The prevalence rate of disability in Chandigarh is less than the national census data. This could be partly explained on the basis of the unique economic stratum of city Chandigarh. Chandigarh is the third-largest deposit center and seventh-largest credit center nationwide as of June 2012 as per the Reserve Bank of India, and it is one of the wealthiest towns of India with a gross state domestic product for 2014–2015 estimated at Rs. 0.29 lakh crore.[19] Moreover, disability is a developmental issue as it has a bidirectional link to poverty as well as prosperity.[20] Disability may increase the risk of poverty, and poverty may increase the risk of disability.[21] The unique economic structure of the city provides people residing here with potential benefits in terms of employment, housing, and other environmental and social facilities that probably impact the disability rates circuitously. Further, large part of city population has migrated from the neighboring states in search of education and employment leaving behind persons with limited educational and employment scope. This could be another reason for low rates of disability in Chandigarh.

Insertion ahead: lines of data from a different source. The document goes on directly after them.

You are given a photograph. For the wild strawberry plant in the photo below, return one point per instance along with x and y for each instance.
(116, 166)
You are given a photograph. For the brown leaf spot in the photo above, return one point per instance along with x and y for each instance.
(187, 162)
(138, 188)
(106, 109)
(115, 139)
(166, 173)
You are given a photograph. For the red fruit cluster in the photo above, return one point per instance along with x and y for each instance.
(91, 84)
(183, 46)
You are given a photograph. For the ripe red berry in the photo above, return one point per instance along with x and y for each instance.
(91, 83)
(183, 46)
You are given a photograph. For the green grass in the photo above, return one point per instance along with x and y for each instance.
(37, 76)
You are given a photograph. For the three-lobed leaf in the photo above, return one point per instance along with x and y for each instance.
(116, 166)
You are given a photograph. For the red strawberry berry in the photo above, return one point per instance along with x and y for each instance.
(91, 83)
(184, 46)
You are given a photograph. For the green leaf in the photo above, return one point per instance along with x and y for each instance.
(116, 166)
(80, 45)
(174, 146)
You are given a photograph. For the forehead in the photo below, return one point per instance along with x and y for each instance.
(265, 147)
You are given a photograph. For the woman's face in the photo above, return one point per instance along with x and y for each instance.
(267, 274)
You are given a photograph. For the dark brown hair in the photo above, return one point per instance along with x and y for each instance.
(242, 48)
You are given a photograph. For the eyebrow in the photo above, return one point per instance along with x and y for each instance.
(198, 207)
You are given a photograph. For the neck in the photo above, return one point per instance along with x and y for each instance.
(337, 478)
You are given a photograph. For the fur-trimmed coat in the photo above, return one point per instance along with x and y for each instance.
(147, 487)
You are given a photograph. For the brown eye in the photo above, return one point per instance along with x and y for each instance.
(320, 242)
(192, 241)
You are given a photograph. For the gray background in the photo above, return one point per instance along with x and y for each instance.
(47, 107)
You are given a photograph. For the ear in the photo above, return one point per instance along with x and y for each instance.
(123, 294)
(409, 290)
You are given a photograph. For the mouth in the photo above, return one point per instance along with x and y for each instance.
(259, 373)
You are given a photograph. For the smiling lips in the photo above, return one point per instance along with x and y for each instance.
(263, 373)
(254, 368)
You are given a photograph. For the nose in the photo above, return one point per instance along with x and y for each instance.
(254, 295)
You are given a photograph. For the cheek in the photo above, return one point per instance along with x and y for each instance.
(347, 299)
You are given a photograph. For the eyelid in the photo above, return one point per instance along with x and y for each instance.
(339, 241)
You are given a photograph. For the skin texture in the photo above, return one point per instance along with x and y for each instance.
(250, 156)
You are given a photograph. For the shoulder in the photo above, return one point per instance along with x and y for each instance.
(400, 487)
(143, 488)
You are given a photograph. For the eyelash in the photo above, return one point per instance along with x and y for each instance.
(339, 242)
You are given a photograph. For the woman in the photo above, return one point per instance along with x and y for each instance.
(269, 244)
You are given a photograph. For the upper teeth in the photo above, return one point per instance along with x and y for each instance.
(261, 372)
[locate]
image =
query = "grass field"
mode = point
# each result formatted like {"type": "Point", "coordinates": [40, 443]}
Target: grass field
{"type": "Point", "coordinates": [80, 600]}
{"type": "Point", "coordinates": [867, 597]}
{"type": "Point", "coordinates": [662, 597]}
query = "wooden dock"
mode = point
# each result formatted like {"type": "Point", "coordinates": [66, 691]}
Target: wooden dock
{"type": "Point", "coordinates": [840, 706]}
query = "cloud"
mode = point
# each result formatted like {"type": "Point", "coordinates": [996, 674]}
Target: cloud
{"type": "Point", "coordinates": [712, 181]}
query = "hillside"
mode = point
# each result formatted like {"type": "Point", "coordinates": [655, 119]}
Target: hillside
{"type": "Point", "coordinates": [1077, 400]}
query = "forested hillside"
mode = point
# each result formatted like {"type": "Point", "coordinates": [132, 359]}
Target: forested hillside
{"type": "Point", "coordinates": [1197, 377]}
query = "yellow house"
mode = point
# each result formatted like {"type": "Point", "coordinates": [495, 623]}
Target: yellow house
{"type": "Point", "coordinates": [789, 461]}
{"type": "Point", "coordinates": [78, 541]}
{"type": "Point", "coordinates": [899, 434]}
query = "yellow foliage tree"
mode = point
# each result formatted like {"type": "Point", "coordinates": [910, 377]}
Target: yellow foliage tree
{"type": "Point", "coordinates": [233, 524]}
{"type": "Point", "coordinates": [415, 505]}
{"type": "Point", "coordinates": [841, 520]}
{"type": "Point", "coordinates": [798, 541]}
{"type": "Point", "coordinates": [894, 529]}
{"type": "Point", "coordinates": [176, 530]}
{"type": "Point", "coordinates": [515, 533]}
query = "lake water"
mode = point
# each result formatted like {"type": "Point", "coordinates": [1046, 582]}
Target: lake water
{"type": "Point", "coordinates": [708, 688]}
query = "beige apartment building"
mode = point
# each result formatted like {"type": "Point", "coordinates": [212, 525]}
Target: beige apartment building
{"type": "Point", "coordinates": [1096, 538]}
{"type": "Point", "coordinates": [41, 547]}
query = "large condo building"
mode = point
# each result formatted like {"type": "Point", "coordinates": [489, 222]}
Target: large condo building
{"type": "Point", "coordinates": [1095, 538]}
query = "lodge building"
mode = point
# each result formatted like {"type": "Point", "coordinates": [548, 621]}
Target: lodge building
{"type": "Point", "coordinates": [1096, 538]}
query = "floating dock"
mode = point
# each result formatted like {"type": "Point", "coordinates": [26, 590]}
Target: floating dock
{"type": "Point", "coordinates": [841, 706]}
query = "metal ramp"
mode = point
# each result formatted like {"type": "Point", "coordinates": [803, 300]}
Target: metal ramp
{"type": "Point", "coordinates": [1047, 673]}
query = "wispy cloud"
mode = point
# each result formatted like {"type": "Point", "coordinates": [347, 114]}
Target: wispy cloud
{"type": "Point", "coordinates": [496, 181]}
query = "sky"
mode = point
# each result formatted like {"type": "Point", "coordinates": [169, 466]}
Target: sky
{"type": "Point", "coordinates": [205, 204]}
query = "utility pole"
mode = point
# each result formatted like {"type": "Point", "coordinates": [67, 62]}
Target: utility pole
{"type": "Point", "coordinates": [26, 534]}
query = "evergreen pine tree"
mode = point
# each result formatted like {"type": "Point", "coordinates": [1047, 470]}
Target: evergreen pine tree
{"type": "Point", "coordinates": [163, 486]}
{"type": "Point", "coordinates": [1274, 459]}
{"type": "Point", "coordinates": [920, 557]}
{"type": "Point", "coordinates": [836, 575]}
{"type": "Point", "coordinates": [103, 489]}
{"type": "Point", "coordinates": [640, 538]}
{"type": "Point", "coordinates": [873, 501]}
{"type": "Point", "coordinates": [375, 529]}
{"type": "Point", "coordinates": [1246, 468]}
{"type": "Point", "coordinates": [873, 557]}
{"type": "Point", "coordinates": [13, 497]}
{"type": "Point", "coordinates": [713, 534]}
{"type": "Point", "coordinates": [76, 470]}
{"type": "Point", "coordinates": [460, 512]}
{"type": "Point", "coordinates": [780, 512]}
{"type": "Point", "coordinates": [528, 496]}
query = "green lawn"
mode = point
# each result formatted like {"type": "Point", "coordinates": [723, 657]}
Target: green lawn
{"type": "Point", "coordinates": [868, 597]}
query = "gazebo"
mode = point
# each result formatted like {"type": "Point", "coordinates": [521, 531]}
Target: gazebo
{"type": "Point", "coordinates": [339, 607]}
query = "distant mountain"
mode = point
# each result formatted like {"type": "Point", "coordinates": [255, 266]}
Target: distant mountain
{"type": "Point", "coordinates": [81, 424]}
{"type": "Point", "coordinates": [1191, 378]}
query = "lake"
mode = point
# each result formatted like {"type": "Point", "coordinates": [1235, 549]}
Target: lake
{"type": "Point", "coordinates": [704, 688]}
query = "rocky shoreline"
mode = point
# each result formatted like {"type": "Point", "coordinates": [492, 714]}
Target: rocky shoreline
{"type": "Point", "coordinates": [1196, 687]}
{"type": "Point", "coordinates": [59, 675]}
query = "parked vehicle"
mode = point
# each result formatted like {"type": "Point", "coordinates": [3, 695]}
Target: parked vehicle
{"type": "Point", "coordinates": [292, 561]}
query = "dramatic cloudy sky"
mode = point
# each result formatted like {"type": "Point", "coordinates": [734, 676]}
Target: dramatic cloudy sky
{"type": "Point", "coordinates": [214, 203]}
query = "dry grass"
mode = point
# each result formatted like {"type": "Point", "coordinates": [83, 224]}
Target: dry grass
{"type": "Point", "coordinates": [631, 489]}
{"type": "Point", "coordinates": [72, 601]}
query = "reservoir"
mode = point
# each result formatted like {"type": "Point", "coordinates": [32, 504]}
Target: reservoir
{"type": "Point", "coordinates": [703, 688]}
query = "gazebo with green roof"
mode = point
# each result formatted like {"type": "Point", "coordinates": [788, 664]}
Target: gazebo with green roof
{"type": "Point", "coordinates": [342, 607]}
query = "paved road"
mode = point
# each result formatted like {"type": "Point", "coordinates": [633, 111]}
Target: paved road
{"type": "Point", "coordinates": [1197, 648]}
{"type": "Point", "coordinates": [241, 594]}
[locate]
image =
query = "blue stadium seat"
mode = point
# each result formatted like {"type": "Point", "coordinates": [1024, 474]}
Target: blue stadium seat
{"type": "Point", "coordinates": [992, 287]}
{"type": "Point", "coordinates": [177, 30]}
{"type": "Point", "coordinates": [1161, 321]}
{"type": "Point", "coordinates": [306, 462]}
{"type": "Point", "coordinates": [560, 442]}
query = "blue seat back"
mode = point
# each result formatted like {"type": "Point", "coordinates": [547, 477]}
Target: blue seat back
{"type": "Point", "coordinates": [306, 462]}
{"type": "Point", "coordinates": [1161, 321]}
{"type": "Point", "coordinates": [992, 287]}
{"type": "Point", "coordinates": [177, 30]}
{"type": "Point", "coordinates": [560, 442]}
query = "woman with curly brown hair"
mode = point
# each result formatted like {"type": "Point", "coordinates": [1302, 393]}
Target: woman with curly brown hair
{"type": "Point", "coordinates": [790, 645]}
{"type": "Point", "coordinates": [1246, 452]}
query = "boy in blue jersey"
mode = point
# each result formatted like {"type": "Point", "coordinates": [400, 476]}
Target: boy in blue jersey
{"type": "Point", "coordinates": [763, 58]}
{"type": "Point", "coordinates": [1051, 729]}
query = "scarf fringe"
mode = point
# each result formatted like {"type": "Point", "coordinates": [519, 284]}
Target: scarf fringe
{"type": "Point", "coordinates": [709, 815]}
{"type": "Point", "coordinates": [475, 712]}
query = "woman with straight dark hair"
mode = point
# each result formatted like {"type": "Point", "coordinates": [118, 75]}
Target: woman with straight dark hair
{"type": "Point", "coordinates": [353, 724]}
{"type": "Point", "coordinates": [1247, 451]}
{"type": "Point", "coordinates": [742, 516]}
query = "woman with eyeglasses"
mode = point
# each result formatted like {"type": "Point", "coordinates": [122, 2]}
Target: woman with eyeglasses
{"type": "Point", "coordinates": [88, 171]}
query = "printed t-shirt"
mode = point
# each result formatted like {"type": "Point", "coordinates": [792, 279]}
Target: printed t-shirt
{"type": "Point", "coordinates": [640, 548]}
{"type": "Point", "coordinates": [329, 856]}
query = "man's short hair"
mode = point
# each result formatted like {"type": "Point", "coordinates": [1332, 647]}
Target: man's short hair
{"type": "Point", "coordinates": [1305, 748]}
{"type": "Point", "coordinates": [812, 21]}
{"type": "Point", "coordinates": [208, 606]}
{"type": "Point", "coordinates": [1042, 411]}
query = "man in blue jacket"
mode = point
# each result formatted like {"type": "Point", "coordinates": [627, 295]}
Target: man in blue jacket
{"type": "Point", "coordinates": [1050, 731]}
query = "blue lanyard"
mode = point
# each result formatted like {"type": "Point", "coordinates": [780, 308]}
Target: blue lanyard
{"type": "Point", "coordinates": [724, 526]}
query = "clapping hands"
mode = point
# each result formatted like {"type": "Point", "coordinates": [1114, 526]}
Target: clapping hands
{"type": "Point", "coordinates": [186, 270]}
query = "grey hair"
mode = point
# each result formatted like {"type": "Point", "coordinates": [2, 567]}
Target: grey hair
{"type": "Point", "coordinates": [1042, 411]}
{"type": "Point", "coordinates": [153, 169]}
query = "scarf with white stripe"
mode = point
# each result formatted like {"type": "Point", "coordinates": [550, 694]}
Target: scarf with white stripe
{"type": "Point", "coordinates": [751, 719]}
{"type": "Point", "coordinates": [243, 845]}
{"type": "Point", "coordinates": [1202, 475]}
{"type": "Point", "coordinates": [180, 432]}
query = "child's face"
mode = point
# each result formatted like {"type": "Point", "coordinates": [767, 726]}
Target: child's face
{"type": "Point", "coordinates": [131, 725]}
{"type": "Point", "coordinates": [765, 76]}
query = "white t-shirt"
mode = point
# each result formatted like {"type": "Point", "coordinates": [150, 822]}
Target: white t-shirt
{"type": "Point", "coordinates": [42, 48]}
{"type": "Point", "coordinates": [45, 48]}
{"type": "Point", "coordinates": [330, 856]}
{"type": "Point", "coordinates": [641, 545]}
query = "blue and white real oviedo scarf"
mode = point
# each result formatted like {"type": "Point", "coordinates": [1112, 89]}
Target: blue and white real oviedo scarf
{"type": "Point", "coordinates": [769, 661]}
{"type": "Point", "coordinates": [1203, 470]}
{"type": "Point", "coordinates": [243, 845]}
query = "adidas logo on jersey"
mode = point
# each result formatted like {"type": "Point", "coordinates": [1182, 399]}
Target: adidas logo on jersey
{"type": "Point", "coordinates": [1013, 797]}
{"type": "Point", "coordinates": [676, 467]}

Limitations, recommendations, and implications

The survey had some limitations. The screening tool used in the study was based largely on the “medical model” of disability which included individual and medical perspective of disability rather than the structural and social one. The ICF defines disability as an umbrella term for impairments, activity limitations, and participation restrictions. The tool used in the present survey had most of the items tapping impairment and activity limitations resulting from impairment. ICF mentions about the negative aspects of the interaction between an individual (with a health condition) and that individual’s contextual factors (environmental and personal factors) in defining disability which was not really tapped in the survey. It is therefore recommended that in future research on disability, the environmental and social context should be focused and the disability must be treated as a dynamic multi dimensional and its interactional nature should be taken into account. The findings of the current survey can be taken as the baseline in planning community base rehabilitation models, policies, and other beneficiary schemes for the disabled population. The estimate of number of PWD will help Chandigarh administration to allocate appropriate resources, and the efforts have been started to reach out to these persons to have 100% coverage.

CONCLUSION

The estimated prevalence for disability in Chandigarh ranged between 0.83 and 0.86 which is less than the national figures for disability. The locomotor disability has the highest prevalence followed by intellectual disability and hearing impairment.

Financial support and sponsorship

This study was funded by the Department of Social Welfare, Chandigarh.

Conflicts of interest

There are no conflicts of interest.

Acknowledgment

The authors would like to thank the Department of Social Welfare, Chandigarh, for its financial assistance and support.